Wie bekommen wir bessere Ärzte?
Jetzt werden in NRW wieder munter die Zentralen Abiturprüfungen geschrieben, Tausende von Schülern trauen sich in große Klassenzimmer mit dem Bewusstsein: ein letztes Mal noch. Auch wenn wir heute unseren Schwestern, Töchter oder Enkelinnen Mut machen, wissen alle das Unausgesprochene – diese Abiturprüfungen entscheiden oft über das Wohlergehen in den künftigen Jahren.
Wieso tun sie das? Mit der aktuellen Flut an G8-Jahrgängen ist der Numerus clausus an den allermeisten Universitäten hoch geschnellt. Die Abiturnote wird an summativen (Klausuren) und formativen (mündliche Noten) Prüfungen bemessen, denn nur so kann die Konstanz in Leistungen garantiert werden. Unser Schulsystem tut gut daran, formatives Feedback aufrecht zu erhalten, anders könnten wir pädagogische Maßnahmen nicht sinnvoll implementieren.

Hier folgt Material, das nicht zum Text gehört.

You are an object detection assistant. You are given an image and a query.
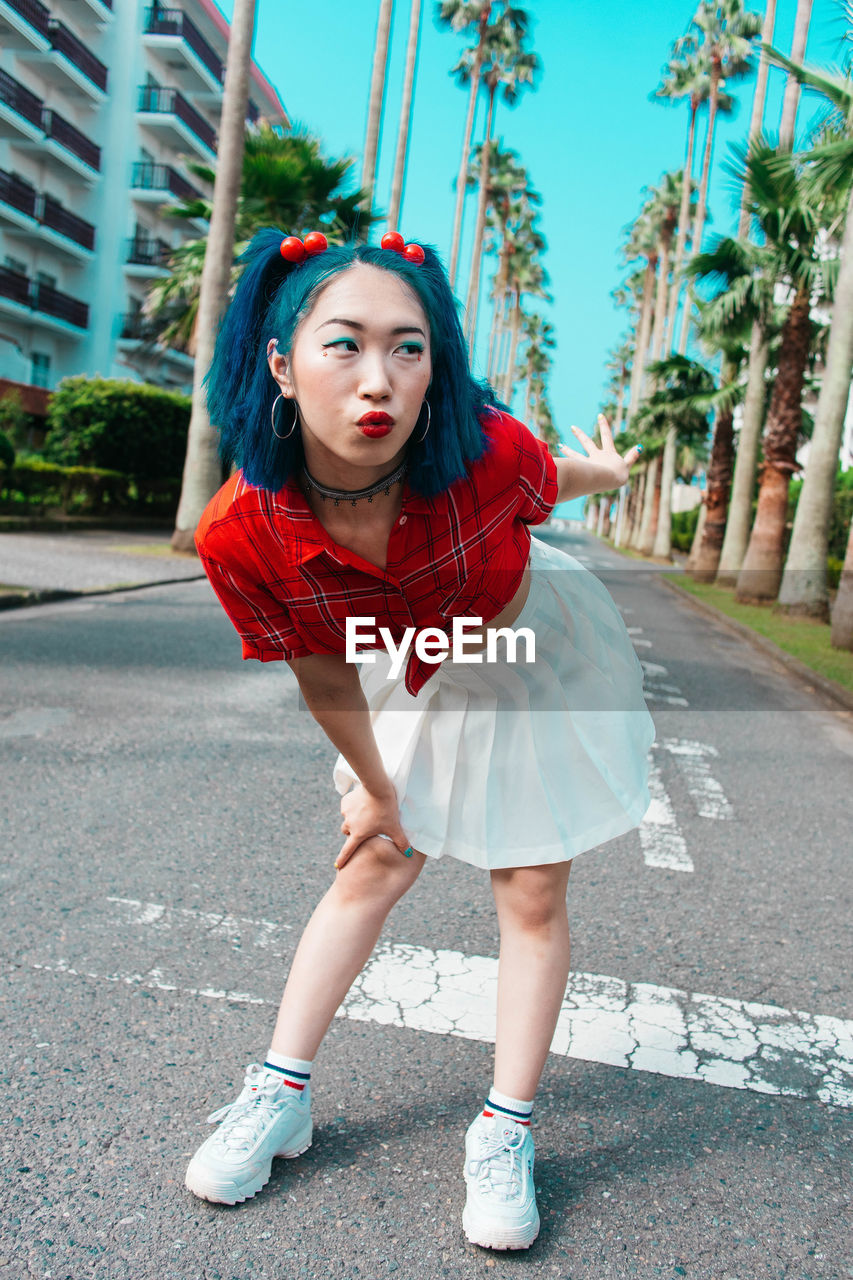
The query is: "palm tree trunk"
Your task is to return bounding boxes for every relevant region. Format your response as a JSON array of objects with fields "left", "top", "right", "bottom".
[
  {"left": 666, "top": 97, "right": 699, "bottom": 351},
  {"left": 738, "top": 0, "right": 776, "bottom": 239},
  {"left": 679, "top": 64, "right": 720, "bottom": 356},
  {"left": 688, "top": 410, "right": 734, "bottom": 582},
  {"left": 831, "top": 520, "right": 853, "bottom": 649},
  {"left": 448, "top": 0, "right": 492, "bottom": 287},
  {"left": 172, "top": 0, "right": 255, "bottom": 552},
  {"left": 361, "top": 0, "right": 394, "bottom": 220},
  {"left": 637, "top": 457, "right": 661, "bottom": 556},
  {"left": 466, "top": 86, "right": 497, "bottom": 356},
  {"left": 652, "top": 426, "right": 679, "bottom": 559},
  {"left": 779, "top": 180, "right": 853, "bottom": 618},
  {"left": 388, "top": 0, "right": 420, "bottom": 232},
  {"left": 779, "top": 0, "right": 812, "bottom": 151},
  {"left": 735, "top": 284, "right": 811, "bottom": 600},
  {"left": 716, "top": 321, "right": 770, "bottom": 586},
  {"left": 628, "top": 257, "right": 657, "bottom": 422}
]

Nun spulen wir einige Monate vor, unsere Schulabsolventen bewerben sich auf die Studienplätze, beispielsweise in Medizin. Spätestens hier verlieren wir eine nicht zu verschweigende Zahl an potenziell künftigen Ärzten. Es bewerben sich zwar viele Absolventen direkt nach ihrem Abitur, einige wenige jedoch leisten ein Freiwilliges Soziales Jahr, bereisen die Welt und leben neue Erfahrungen "bis die Zeit anhält".
Dieses unebene Bild an Studieninteressierten verleiht oft zu der Fragestellung: Wie bekommen wir bessere Ärzte?

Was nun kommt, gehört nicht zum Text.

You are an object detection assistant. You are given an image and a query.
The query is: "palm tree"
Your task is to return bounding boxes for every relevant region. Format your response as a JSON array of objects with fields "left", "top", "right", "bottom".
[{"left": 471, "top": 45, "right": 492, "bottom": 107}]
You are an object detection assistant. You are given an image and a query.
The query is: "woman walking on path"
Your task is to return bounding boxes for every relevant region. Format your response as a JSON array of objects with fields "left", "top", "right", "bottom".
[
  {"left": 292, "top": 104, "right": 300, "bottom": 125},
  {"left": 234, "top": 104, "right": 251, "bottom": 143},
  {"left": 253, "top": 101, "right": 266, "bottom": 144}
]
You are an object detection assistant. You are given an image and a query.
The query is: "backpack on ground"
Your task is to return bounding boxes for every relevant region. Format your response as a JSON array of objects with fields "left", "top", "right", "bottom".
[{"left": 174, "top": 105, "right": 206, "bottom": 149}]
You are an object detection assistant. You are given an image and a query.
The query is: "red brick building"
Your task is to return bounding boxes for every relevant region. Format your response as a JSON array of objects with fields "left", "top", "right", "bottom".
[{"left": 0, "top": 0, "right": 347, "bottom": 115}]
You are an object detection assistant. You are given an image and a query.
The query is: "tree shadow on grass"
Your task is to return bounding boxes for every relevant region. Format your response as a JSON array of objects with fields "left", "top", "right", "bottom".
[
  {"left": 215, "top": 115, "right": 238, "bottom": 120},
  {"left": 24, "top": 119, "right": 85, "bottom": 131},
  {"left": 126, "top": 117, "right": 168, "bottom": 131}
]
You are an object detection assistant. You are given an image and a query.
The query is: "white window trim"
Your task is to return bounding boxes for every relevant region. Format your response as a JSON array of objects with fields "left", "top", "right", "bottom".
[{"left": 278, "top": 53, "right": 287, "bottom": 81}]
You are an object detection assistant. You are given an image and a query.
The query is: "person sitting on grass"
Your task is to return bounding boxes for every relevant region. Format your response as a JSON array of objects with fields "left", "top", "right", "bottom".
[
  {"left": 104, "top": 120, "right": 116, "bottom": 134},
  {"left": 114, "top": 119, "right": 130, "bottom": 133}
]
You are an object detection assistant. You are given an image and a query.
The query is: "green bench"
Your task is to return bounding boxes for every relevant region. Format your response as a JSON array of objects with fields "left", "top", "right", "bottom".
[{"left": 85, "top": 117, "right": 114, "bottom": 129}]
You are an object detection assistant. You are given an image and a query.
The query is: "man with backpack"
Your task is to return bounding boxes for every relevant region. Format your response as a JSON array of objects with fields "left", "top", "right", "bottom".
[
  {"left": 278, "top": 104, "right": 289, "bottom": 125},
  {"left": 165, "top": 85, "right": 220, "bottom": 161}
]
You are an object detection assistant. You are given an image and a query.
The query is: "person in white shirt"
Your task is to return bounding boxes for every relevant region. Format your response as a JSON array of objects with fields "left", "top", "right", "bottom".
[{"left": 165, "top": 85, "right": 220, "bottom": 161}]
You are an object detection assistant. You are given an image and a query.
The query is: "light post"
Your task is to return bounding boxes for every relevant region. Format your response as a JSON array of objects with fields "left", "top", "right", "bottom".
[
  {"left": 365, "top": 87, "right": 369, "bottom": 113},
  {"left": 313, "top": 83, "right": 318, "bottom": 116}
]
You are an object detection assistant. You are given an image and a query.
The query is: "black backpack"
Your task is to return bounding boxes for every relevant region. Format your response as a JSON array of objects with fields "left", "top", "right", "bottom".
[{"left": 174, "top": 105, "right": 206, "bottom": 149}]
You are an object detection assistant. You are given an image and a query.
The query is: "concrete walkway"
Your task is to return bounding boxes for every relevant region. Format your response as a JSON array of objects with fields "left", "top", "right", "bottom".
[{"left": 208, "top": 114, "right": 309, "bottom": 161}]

In dieser Fragestellung werden unsere Schulabsolventen als Rohmaterial angesehen, welche abgefangen und in ein sechsjähriges Studium geschleust werden sollen.
Ich möchte mit diesem Blog-Eintrag eben dieser Frage den Nimbus rauben. Wir können nicht bemessen, welche Vita zu einem besseren Arzt führt, noch können wir diese als Anfangspunkt für weitere Debatten festlegen. Angenommen unsere Schulabsolventen hatten die Chance, über zwei Jahre hinweg konstanten Lernerfolg zu zeigen, wie bemisst man die Zeit zwischen Schule und Studium? Wie bemisst man soziales Engagement während der Schulzeit?
Ich behaupte, dass wir in unserer Debatte derzeit das Pferd von hinten aufzäumen. Das Problem fällt uns erst auf, wenn „gute Schüler“ nicht zum Studium zugelassen werden. Wir sollten jedoch deutlich früher an der Feinregelung ansetzen.
Wir haben vergessen, dass Medizin letzten Endes nur eine angewandte Naturwissenschaft ist. Ganz egal wie die Zukunft aussehen mag, das Studium führt ultimativ zu einer ärztlichen Approbation. Es ist der Ärztin oder dem Arzt dann vorbehalten zu entscheiden, ob er in die biomedizinische Forschung oder Landarztpraxis gehen möchte. Ich möchte auch behaupten, dass in beider dieser Extrema soziales Interesse gefordert ist. Unsere Oberärzte und Chefärzte sind oft das beste Beispiel dafür, dass erst eine Mischung aus sozialem Interesse und wissenschaftlicher Hingabe zu einer Leitungs- und Entscheidungsfunktion führt.
Nun verfehlen wir unsere Schüler in dem Gewissen, dass sie nur über eine Mischung aus summativen und formativen Leistungsprüfungen ihre Zulassung zum Studium erreichen. Unsere Schüler werden auf Erfolg getrimmt, wenngleich sie den Sinnwert davon nicht vollständig begriffen haben. Die einzige Art um soziales Interesse zu zeigen ist über das formative Feedback (mündliche Noten), welche von viel zu vielen Lehrern als bloßes Vorlesen von Hausaufgaben oder dem Lösen von Gleichungen an der Tafel missverstanden wird.
Es führt letztlich dazu, dass wir Studierende selektieren, die lieber ihre Zeit in akademischen Erfolg investieren, statt ihrem persönlichen Entwicklung zu folgen. Es gibt immer weniger soziales Engagement auch während des Studiums, die Ehrenämter bleiben leer und unsere künftige Ärzte werden indirekt einer Erfahrung beraubt, die sie hätte leben lassen können "bis die Zeit anhält“.
Vielleicht sollten wir eine andere Frage stellen: Wie fördern wir bessere Ärzte?